Undefined behaviour in C [was Re: The Cost of Dynamism]

Steven D'Aprano steve at pearwood.info
Sun Mar 27 03:40:35 EDT 2016


On Sun, 27 Mar 2016 05:13 pm, Paul Rubin wrote:

> Steven D'Aprano <steve at pearwood.info> writes:
>> For example, would you consider that this isolated C code is
>> "meaningless"?
>> int i = n + 1;
> 
> It's meaningful as long as n is in a certain range of values so there's
> no overflow.
> 
>> But according to the standard, it's "meaningless", since it might
>> overflow, and signed int overflow is Undefined Behaviour.
> 
> No it's not meaningless if it "might" overflow, it's meaningless if it
> -does- overflow, 

No! That's exactly wrong!

Paul, thank you for inadvertently proving the point I am trying to get
across. People, even experienced C coders, simply don't understand what the
C standard says and what C compilers can and will do.
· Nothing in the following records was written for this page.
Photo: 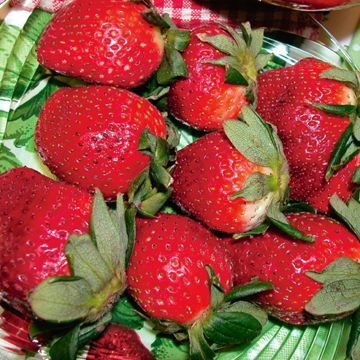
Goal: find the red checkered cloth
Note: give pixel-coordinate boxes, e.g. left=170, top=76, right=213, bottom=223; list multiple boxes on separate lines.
left=10, top=0, right=323, bottom=39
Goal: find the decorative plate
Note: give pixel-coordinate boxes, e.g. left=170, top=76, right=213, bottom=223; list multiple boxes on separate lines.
left=0, top=5, right=353, bottom=360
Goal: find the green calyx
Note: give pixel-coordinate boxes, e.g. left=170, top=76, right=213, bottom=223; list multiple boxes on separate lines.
left=132, top=0, right=190, bottom=85
left=305, top=257, right=360, bottom=320
left=128, top=123, right=179, bottom=217
left=223, top=107, right=313, bottom=242
left=143, top=267, right=271, bottom=360
left=330, top=193, right=360, bottom=239
left=314, top=67, right=360, bottom=181
left=197, top=22, right=272, bottom=102
left=184, top=268, right=271, bottom=359
left=29, top=189, right=128, bottom=324
left=157, top=15, right=190, bottom=86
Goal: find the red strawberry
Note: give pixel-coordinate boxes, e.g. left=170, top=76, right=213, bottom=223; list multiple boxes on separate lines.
left=257, top=57, right=359, bottom=213
left=86, top=323, right=154, bottom=360
left=172, top=107, right=295, bottom=235
left=35, top=85, right=167, bottom=200
left=127, top=212, right=270, bottom=359
left=168, top=23, right=271, bottom=131
left=127, top=213, right=233, bottom=324
left=227, top=212, right=360, bottom=325
left=173, top=132, right=273, bottom=233
left=0, top=167, right=92, bottom=313
left=37, top=0, right=164, bottom=88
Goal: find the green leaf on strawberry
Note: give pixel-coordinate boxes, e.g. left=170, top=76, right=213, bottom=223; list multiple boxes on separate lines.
left=310, top=103, right=357, bottom=117
left=155, top=14, right=190, bottom=86
left=316, top=67, right=360, bottom=180
left=224, top=278, right=273, bottom=302
left=224, top=106, right=311, bottom=242
left=330, top=194, right=360, bottom=239
left=233, top=223, right=269, bottom=239
left=305, top=257, right=360, bottom=317
left=29, top=190, right=127, bottom=324
left=223, top=107, right=279, bottom=168
left=325, top=124, right=360, bottom=180
left=198, top=23, right=270, bottom=89
left=230, top=172, right=274, bottom=201
left=128, top=125, right=178, bottom=217
left=30, top=276, right=95, bottom=322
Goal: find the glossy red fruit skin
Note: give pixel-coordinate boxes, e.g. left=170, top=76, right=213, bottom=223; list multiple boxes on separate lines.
left=127, top=213, right=233, bottom=324
left=37, top=0, right=164, bottom=88
left=227, top=212, right=360, bottom=325
left=172, top=131, right=272, bottom=233
left=86, top=323, right=154, bottom=360
left=257, top=57, right=358, bottom=213
left=0, top=167, right=92, bottom=313
left=168, top=25, right=248, bottom=131
left=35, top=86, right=167, bottom=200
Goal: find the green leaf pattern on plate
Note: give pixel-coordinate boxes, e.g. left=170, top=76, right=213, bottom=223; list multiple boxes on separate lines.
left=0, top=6, right=355, bottom=360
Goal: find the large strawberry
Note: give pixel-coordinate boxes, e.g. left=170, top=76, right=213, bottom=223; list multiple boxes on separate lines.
left=168, top=23, right=271, bottom=131
left=0, top=167, right=92, bottom=313
left=172, top=106, right=311, bottom=240
left=35, top=85, right=167, bottom=200
left=128, top=213, right=270, bottom=359
left=227, top=211, right=360, bottom=325
left=0, top=167, right=129, bottom=334
left=256, top=57, right=359, bottom=213
left=37, top=0, right=164, bottom=88
left=86, top=323, right=154, bottom=360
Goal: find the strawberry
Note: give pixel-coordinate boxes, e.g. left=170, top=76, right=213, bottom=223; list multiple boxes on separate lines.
left=0, top=167, right=92, bottom=314
left=35, top=85, right=167, bottom=200
left=37, top=0, right=165, bottom=88
left=168, top=23, right=271, bottom=131
left=86, top=323, right=154, bottom=360
left=0, top=167, right=128, bottom=338
left=227, top=212, right=360, bottom=325
left=257, top=57, right=359, bottom=213
left=128, top=213, right=233, bottom=324
left=171, top=106, right=307, bottom=239
left=127, top=212, right=269, bottom=359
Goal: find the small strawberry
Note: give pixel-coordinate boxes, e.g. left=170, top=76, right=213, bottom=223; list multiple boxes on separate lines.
left=128, top=212, right=270, bottom=359
left=37, top=0, right=165, bottom=88
left=227, top=212, right=360, bottom=325
left=168, top=23, right=271, bottom=131
left=35, top=85, right=167, bottom=200
left=0, top=167, right=92, bottom=314
left=172, top=106, right=311, bottom=240
left=86, top=323, right=154, bottom=360
left=257, top=57, right=360, bottom=213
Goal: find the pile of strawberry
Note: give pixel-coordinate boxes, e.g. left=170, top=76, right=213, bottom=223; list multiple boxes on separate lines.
left=1, top=0, right=360, bottom=359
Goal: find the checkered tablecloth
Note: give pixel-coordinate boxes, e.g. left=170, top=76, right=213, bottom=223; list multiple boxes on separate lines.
left=10, top=0, right=323, bottom=39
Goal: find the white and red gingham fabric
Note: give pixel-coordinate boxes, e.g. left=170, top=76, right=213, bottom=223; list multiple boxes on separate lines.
left=10, top=0, right=323, bottom=39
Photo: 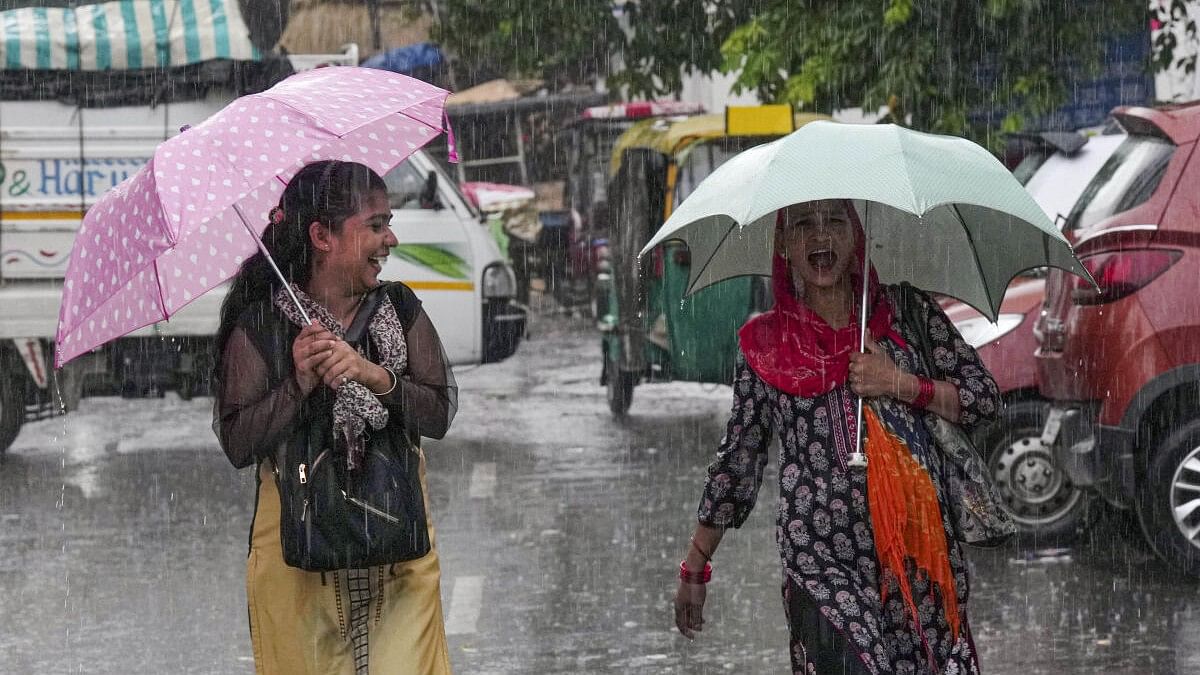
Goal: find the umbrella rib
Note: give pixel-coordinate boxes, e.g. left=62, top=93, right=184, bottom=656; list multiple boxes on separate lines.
left=152, top=258, right=169, bottom=318
left=684, top=219, right=738, bottom=296
left=950, top=204, right=993, bottom=318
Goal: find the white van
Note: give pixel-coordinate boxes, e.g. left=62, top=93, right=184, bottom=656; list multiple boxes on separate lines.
left=0, top=69, right=523, bottom=455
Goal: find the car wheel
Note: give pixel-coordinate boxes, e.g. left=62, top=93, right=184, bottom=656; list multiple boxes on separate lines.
left=980, top=399, right=1096, bottom=543
left=0, top=356, right=27, bottom=456
left=1137, top=418, right=1200, bottom=577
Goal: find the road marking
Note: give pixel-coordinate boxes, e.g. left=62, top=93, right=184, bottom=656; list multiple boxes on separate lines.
left=444, top=575, right=484, bottom=635
left=468, top=462, right=497, bottom=499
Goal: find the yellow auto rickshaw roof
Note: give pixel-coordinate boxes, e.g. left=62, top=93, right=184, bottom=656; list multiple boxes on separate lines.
left=609, top=110, right=833, bottom=176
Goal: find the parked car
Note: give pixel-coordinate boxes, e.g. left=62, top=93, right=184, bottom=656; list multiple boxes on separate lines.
left=940, top=131, right=1124, bottom=541
left=1034, top=101, right=1200, bottom=573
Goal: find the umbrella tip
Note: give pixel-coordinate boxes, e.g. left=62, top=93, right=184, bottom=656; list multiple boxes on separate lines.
left=179, top=124, right=192, bottom=133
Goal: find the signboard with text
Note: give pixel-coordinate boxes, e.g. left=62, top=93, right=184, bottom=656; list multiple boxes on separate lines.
left=0, top=157, right=147, bottom=209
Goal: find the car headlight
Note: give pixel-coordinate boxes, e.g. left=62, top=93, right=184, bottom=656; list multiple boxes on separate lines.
left=953, top=313, right=1024, bottom=349
left=482, top=262, right=517, bottom=299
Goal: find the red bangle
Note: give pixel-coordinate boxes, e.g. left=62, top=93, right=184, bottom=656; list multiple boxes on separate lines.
left=679, top=560, right=713, bottom=584
left=911, top=377, right=935, bottom=409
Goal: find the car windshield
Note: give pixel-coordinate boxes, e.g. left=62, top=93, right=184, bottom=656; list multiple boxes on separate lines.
left=1064, top=134, right=1175, bottom=233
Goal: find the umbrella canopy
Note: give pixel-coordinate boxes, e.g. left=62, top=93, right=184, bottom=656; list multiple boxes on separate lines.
left=638, top=120, right=1093, bottom=321
left=55, top=66, right=454, bottom=367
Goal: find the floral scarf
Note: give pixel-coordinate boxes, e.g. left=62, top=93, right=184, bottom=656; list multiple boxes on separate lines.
left=273, top=285, right=408, bottom=470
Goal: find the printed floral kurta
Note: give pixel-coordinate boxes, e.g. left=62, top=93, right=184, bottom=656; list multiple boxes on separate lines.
left=698, top=286, right=1001, bottom=674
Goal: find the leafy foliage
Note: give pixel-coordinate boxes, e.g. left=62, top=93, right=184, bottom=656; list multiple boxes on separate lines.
left=432, top=0, right=620, bottom=88
left=434, top=1, right=1193, bottom=143
left=606, top=1, right=755, bottom=97
left=703, top=1, right=1150, bottom=144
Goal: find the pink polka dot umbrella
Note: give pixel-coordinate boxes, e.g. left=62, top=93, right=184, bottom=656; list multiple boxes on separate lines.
left=54, top=66, right=457, bottom=368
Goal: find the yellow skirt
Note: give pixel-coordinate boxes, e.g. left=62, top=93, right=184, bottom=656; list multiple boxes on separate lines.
left=246, top=450, right=451, bottom=675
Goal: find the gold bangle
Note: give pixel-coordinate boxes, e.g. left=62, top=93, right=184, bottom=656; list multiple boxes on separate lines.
left=371, top=367, right=397, bottom=396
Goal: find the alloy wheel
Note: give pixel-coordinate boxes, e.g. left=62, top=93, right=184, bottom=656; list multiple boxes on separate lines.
left=1168, top=444, right=1200, bottom=552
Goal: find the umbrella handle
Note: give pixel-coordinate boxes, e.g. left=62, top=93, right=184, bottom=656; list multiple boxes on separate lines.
left=233, top=204, right=313, bottom=325
left=849, top=204, right=870, bottom=469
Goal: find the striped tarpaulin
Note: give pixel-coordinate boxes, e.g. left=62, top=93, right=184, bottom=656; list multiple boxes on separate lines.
left=1, top=0, right=261, bottom=71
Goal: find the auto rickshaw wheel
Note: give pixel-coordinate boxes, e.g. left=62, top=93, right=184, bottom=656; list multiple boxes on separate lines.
left=605, top=349, right=636, bottom=416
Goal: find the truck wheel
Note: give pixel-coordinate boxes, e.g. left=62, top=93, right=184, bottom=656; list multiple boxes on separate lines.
left=980, top=400, right=1096, bottom=543
left=0, top=358, right=26, bottom=456
left=605, top=350, right=635, bottom=416
left=177, top=375, right=197, bottom=401
left=1138, top=418, right=1200, bottom=577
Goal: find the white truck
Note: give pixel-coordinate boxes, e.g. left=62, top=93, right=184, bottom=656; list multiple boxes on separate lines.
left=0, top=4, right=524, bottom=454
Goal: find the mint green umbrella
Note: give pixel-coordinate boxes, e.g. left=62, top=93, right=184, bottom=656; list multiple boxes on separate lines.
left=639, top=120, right=1092, bottom=321
left=638, top=120, right=1094, bottom=466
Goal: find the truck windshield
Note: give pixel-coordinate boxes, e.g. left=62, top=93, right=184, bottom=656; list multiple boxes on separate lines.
left=1064, top=135, right=1175, bottom=233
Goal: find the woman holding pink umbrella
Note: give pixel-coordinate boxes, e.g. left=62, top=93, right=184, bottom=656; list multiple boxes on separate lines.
left=213, top=160, right=457, bottom=674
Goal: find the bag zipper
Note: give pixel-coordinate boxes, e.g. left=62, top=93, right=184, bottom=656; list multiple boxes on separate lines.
left=298, top=449, right=332, bottom=522
left=299, top=448, right=333, bottom=485
left=341, top=490, right=402, bottom=524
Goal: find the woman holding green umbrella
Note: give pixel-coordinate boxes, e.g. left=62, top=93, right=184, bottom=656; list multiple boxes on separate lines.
left=674, top=200, right=1000, bottom=674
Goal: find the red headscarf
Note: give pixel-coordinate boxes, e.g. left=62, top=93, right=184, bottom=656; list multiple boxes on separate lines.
left=737, top=201, right=905, bottom=397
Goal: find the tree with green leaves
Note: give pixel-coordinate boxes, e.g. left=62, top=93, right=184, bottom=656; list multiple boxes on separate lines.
left=685, top=1, right=1150, bottom=144
left=435, top=1, right=1191, bottom=143
left=432, top=0, right=621, bottom=89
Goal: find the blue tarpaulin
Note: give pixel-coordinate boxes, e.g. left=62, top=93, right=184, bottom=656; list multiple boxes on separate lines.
left=362, top=42, right=441, bottom=76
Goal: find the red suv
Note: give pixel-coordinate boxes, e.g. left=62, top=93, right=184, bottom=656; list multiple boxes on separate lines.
left=942, top=131, right=1123, bottom=542
left=1035, top=102, right=1200, bottom=574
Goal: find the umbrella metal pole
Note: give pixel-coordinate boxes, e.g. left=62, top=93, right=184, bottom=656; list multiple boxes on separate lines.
left=233, top=203, right=313, bottom=325
left=848, top=210, right=870, bottom=469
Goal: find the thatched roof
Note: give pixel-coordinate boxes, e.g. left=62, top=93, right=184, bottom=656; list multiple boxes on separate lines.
left=277, top=0, right=431, bottom=59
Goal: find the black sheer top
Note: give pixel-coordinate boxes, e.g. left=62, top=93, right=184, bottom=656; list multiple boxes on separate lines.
left=213, top=282, right=458, bottom=469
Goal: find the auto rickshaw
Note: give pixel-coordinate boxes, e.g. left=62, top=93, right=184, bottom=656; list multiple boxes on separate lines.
left=597, top=106, right=832, bottom=415
left=557, top=101, right=707, bottom=312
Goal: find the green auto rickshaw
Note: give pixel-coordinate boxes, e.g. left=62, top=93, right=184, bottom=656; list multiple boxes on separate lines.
left=597, top=106, right=831, bottom=415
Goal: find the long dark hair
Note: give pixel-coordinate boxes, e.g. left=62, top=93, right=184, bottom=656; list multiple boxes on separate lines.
left=213, top=160, right=387, bottom=379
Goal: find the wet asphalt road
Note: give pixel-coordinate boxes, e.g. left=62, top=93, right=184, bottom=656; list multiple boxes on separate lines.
left=3, top=311, right=1200, bottom=674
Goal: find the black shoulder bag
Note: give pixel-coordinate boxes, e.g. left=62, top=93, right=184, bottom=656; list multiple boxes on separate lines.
left=273, top=283, right=432, bottom=571
left=897, top=283, right=1016, bottom=548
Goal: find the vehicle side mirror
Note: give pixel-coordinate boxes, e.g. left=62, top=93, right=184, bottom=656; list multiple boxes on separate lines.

If the C compiler cannot prove that n is strictly less than MAXINT (or is
that spelled INT_MAX?), the *entire program* (or at least the bits
reachable from this line, in both directions) is Undefined, and the
compiler has no obligations at all.

You probably don't believe me because this sounds crazy, something that no
sane person would design a programming language to behave. Well, yeah,
exactly. It does allow C a lot of powerful optimizations, but only at the
cost of making it impossible to reason about the behaviour of code that is
Undefined. No real compiler is going to intentionally erase your hard disk,
but in non-toy code, it can introduce serious bugs even though you
explicitly wrote code to avoid the buggy case.

But don't believe me. What do I know about C, I don't even know whether to
spell the biggest int MAXINT or INT_MAX or MAX_INT. Instead, believe these
guys:

http://blog.regehr.org/archives/213
http://blog.regehr.org/archives/226
http://blog.regehr.org/archives/232

http://blog.llvm.org/2011/05/what-every-c-programmer-should-know.html
http://blog.llvm.org/2011/05/what-every-c-programmer-should-know_14.html
http://blog.llvm.org/2011/05/what-every-c-programmer-should-know_21.html

https://blogs.msdn.microsoft.com/oldnewthing/20140627-00/?p=633/

https://randomascii.wordpress.com/2014/05/19/undefined-behavior-can-format-your-drive/


I've emphasised all the bad things that undefined behaviour causes, but the
above (written by C programmers who presumably like C) are much more
even-handed, describing the good things that compilers can get out of this.